Sign erected on UK farmland by the authorities in controlling the spread of an outbreak of avian flu in parts of southern England
‘We used to have 15 varieties of poultry,’ he says, ‘but because we kept being told to shut them away indoors, which meant people couldn’t actually see them, we have slimmed that down to just three breeds. It’s sad.’
Others are less diplomatic. Professor Angus Dalgleish, the prominent oncologist and expert in virology, tells me: ‘The bottom line is that you cannot control this disease in chicken by lockdowns because bird flu is endemic, so it’s completely ridiculous to follow this policy. As for the effect on rare species, that is another disaster that will one day come back to haunt us.’
Dr Richard North, a former environmental health officer, makes a similar case. ‘Bird flu is impossible to contain,’ he says. ‘But it’s also a virus. When you infect people or animals with a virus you will eventually get herd immunity. We need to learn to live with bird flu, but Defra is now doing the exact opposite in ways that are quite dangerous. My contempt for them is immeasurable.’
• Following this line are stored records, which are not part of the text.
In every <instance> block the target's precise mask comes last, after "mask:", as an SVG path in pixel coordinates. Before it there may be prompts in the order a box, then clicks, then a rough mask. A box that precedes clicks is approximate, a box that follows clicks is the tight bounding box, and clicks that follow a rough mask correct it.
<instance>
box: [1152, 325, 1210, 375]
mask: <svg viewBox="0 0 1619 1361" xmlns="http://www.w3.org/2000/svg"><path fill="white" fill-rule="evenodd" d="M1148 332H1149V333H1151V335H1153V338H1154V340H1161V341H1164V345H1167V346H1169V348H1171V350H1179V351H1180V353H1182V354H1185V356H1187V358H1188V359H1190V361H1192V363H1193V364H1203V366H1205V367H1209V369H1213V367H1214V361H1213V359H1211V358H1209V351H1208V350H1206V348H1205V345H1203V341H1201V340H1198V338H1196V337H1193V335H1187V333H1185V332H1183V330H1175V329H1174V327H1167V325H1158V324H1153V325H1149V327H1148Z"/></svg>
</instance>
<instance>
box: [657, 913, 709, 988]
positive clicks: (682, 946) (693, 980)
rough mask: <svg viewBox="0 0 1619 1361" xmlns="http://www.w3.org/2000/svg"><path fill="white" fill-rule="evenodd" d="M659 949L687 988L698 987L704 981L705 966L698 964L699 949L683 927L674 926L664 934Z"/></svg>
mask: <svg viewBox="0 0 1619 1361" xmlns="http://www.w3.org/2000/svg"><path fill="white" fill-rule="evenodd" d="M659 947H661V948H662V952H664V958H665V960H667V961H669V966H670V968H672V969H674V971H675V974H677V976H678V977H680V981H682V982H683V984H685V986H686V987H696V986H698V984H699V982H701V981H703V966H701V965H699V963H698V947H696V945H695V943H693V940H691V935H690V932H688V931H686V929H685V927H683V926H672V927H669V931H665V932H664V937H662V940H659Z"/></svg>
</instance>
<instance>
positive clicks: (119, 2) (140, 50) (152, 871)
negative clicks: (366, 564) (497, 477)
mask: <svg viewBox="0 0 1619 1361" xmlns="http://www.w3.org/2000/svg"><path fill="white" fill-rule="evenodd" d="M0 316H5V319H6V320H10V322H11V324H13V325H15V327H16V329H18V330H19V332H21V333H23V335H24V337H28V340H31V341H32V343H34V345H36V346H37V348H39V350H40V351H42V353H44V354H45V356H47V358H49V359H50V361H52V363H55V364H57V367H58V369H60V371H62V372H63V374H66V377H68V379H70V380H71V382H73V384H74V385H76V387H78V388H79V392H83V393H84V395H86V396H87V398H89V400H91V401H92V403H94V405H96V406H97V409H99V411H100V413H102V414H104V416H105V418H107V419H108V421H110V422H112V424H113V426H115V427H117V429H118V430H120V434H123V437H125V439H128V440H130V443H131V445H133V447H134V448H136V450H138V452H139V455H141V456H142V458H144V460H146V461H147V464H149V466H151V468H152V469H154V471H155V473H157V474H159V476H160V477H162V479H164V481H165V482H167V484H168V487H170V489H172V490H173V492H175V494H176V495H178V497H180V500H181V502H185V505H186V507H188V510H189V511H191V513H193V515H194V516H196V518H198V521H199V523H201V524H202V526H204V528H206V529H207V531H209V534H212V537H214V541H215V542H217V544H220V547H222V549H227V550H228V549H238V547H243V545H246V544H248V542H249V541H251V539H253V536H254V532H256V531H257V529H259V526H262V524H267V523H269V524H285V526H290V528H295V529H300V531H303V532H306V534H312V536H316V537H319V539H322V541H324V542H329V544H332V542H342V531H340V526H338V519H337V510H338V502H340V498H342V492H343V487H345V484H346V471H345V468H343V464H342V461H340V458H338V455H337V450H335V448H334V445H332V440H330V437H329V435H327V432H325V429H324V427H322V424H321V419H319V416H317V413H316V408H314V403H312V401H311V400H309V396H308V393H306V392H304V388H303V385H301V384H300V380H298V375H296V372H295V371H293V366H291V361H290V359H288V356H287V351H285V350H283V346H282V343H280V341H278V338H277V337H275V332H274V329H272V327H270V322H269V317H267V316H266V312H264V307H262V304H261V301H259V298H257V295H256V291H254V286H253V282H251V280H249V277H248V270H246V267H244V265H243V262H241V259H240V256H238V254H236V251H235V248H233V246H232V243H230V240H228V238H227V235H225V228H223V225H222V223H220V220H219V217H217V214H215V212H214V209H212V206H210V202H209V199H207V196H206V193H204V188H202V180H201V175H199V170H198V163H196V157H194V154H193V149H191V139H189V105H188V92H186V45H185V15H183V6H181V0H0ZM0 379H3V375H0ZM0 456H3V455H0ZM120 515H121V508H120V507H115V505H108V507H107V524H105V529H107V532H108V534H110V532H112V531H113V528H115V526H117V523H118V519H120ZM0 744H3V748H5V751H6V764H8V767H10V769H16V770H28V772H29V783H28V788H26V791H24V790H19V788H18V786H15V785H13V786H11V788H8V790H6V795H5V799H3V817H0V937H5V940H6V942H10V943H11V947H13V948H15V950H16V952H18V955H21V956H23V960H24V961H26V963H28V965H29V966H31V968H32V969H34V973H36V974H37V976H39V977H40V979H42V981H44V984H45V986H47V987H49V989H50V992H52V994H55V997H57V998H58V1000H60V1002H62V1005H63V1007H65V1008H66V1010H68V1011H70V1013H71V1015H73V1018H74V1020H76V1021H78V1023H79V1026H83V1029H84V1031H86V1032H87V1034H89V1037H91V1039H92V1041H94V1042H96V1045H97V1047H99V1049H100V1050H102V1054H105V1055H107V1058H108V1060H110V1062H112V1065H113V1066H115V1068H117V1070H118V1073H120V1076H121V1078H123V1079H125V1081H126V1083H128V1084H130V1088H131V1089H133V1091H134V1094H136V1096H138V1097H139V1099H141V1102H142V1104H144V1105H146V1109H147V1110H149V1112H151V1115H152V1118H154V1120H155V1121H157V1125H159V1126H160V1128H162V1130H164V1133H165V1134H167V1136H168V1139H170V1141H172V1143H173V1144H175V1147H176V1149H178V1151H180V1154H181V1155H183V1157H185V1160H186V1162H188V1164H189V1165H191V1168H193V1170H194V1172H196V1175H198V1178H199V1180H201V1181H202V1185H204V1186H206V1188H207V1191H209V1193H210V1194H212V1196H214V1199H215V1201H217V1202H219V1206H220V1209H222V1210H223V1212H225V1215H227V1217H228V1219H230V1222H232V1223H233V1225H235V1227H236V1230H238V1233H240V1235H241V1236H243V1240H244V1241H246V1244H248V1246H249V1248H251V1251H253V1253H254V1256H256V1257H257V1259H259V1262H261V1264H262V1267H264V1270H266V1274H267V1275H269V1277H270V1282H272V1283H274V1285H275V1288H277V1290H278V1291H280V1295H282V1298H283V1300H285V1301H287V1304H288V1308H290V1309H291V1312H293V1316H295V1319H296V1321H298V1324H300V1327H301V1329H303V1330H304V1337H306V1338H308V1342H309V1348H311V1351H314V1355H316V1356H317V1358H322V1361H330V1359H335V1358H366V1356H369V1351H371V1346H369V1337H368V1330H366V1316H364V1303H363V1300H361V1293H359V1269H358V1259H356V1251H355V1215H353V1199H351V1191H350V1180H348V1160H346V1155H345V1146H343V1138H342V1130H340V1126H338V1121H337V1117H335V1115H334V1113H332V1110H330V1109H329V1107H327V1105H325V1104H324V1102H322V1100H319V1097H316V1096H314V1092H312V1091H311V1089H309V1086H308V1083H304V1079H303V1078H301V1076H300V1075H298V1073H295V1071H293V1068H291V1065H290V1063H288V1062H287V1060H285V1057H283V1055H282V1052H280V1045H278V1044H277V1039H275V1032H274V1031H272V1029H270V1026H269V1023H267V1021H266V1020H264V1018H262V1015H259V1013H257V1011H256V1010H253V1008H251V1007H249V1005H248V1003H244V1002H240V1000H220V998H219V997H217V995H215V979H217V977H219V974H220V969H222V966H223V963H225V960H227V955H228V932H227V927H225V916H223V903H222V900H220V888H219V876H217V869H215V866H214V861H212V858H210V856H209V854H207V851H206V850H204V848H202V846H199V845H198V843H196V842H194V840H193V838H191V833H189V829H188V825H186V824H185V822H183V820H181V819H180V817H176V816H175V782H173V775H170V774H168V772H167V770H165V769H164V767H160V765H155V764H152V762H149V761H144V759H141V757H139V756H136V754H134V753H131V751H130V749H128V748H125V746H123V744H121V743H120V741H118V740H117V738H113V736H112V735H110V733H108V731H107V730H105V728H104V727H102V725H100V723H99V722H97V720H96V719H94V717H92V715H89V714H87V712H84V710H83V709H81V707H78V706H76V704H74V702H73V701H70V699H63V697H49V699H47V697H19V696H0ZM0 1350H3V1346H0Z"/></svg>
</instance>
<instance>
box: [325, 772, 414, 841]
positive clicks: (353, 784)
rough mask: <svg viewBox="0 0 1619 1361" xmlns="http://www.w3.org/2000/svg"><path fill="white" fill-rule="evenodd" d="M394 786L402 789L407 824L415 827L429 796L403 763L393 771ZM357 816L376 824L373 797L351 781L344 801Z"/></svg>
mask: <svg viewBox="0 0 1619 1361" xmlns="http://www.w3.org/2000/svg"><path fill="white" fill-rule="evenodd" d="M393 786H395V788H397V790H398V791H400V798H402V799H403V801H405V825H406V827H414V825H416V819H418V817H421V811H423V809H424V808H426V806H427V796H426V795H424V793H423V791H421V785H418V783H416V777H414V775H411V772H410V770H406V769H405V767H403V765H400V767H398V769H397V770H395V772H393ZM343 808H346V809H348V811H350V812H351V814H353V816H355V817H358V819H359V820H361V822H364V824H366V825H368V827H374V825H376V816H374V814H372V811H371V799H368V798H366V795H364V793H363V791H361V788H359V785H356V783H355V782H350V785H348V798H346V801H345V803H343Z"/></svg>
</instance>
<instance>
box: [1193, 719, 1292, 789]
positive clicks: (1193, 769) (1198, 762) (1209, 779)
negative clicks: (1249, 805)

Dr North argues governments have been ‘crying wolf’ about bird flu since 2005, when an outbreak in Asia caused the World Health Organisation to predict it could kill between 2 million and 7.4 million people. Back then, the UK government stockpiled the Tamiflu vaccine at vast expense, with the then Chief Medical Officer, Sir Liam Donaldson, saying a mutation that could kill tens of thousands was ‘now a biological inevitability – no longer a matter of “if” but “when”.’
Tony Blair believed him – a decision he came to regret. In his memoir, the former Prime Minister reflected on the fact that those ‘astonishing headlines of impending doom’ never came to pass, saying, ‘There is a whole PhD thesis to be written about the “pandemics” that never arise’.
Two decades on, with a new bird-flu scare forcing them to kill their treasured rare-breed birds, the nation’s beleaguered poultry fanciers would doubtless agree.